Five Books to a Better Life

Remember those dreaded summer reading assignments during your school days? Like most kids my age for whatever reason, I despised the very thought of reading. Subsequently, I was the kid that would wait until August to even look at the assignment sheet for the summer reading project. This behavior continued until about my sophomore year of high school where I embarked on the journey of self-improvement when I realized I didn’t do much of anything so something had to change. From that moment, I taught myself to love the simple and relaxing act of reading. When I began to read on a regular basis, a few things happened: my grades improved, I learned new fun facts, and my vocabulary has ameliorated (improved). See what I mean? Okay, you caught me. I googled synonyms for improve and found that one. But my vocabulary has drastically improved! With all this said, let’s discuss five books that will make your life better

How to Win Friends and Influence People

Core Message: Read this if you want to improve your career and relationships.

Are you interested in business? Improving relationships? Or just better at talking to people? Dale Carnegie is your guy. How to Win Friends and Influence People is one of those books that everybody says you should read but you kind of just push it off to the side thinking you already know how to do those things. Chances are, you don’t. In the book, Dale Carnegie offers up multiple ways to enhance your encounters with people such as smiling at people, repeating someone’s name, creating an interest in the other person, and talking on topics that interest other people. If that doesn’t convince you, he has multiple case studies in the book that highlight real world scenarios where his methods have completely reversed the situation in that person’s favor.
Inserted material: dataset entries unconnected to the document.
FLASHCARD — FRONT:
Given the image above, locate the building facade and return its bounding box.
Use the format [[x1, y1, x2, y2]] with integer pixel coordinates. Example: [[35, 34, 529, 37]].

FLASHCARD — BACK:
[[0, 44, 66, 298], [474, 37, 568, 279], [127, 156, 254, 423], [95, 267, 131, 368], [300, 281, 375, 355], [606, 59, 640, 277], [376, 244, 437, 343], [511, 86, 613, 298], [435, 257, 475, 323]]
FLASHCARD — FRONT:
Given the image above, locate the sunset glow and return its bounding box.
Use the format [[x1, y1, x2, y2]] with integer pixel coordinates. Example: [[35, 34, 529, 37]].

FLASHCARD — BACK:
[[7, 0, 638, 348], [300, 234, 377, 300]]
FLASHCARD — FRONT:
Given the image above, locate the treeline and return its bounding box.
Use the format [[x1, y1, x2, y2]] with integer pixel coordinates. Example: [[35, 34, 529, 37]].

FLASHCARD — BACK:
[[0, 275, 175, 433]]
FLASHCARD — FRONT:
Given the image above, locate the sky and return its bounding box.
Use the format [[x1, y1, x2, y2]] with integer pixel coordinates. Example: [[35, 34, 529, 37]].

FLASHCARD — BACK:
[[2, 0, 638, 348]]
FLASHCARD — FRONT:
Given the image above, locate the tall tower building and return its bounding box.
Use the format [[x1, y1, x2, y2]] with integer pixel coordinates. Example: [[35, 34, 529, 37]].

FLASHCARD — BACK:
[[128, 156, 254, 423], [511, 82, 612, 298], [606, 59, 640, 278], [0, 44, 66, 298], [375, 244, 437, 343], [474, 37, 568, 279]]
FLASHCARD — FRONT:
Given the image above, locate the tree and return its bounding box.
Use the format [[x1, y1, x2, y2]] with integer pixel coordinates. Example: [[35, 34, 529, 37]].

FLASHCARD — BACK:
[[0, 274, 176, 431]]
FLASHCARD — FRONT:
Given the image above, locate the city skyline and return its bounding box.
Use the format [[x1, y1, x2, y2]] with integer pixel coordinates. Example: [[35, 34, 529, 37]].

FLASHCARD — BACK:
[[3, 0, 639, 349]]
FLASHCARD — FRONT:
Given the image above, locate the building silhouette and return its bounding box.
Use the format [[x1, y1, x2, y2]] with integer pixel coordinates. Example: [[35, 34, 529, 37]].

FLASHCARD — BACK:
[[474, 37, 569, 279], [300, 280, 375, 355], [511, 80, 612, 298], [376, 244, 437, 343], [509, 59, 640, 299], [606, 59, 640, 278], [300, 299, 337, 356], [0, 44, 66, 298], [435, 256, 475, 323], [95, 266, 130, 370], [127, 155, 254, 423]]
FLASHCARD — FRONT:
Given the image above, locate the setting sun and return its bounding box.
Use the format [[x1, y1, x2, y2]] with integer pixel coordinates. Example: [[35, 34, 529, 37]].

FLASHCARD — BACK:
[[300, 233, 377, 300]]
On the cover, it states “The only book you need to find success.” This is the truth that Dale Carnegie and his family has been spreading since the 1930’s. Seriously, you need to read this book and read it again. And again. And again.

The Fifth Mountain

Core Message: Keep moving forward in life despite things not working out now

Paulo Coelho is mostly known for his novel The Alchemist which follows a Spanish boy as he attempts to find out his life’s purpose and gets into all sorts of trouble along the way. But The Fifth Mountain is a novel that is inspired by the prophet Elijah from the Old Testament. Paulo takes us inside the mind of Elijah as he is ridiculed by townspeople in Akbar for preaching that there is only one God and it is not a god named Baal but Yahweh. Message after message falls on the deaf ears of the people of Akbar. This leads Elijah to questioning God’s role in his life and turns away from Him for a brief moment. Elijah wonders why God has abandoned him and the people of Akbar as the city is ransacked by invading Assyrians. In the aftermath of the attack, Elijah finds fulfillment in rebuilding the city and helping his fellow man. In this moment, he realizes that God has never left him and actually uses Elijah to fulfill God’s will while fulfilling Elijah in his life’s purpose.  As a result, Elijah continues to spread his message of monotheism and the belief that things will always work out in the end.

The Hobbit

Core Message: Stand up for what you believe in despite being surrounded by multiple armies and a dragon

I am a sucker for anything that J.R.R. Tolkien has ever created. I admire him for his creativity and ability to create enormous worlds of fantasy that make it impossible to ever learn everything about Middle Earth. By now, I think the majority of people have read this book but if you haven’t, please do. The story follows Bilbo Baggins on his quest to find treasure (something we can all relate to) and his misfortunes along the way with his dwarf friends and a powerful wizard.

The Art of Manliness

Core Message: Everything from etiquette, exercise, hobby, skills, and career advice for husbands, boyfriends, fathers, and bachelors

Brett McKay and his wife, Kate McKay are owners of the website The Art of Manliness. Not only is this one of my favorite websites, they wrote a book detailing everything a man should be able to do. Now, the list gets exhaustive but they write the book in a way to make it fun to listen to their advice about being a husband, parent, worker, and outdoorsman. Included is practical cutouts in the back of the book to track your behavior and keep you accountable for your actions during the day. If you don’t feel like buying the book, just check out their blog. It is amazing even if you are a woman and need to kick your boyfriend’s or husband’s butt into gear.

For whom the Bell Tolls

Core Message: Know what you are fighting for

Ernest Hemingway was one of the most admired writers of the 20th century and for good reason. In all of his stories, he ties in personal experiences from his interesting life with his characters and breathtaking imagery for places like Spain or Italy. This particular story follows an American, Robert Jordan who is assigned to the Republicans or loyalists during the Spanish Civil War. His task is to demolish a bridge in an effort for the loyalists to outflank the rebels. While waiting for this task, he contemplates often over the reason he is fighting. Being from the US, he feels that this is not his war but vowed to defend the idea of Communism in foreign lands as well. Along the way, he falls in love with a fellow guerrilla fighter and finds his reason for fighting. Robert comments that he was never afraid to die until he fell in love with her. As the day of the demolition looms near, our protagonist has a renewed spirit to fight so he may survive to live out the life he has planned with this woman. Do you think it works out? I can’t tell you, read the book and you will be mesmerized by Hemingway’s blunt and descriptive storytelling skills.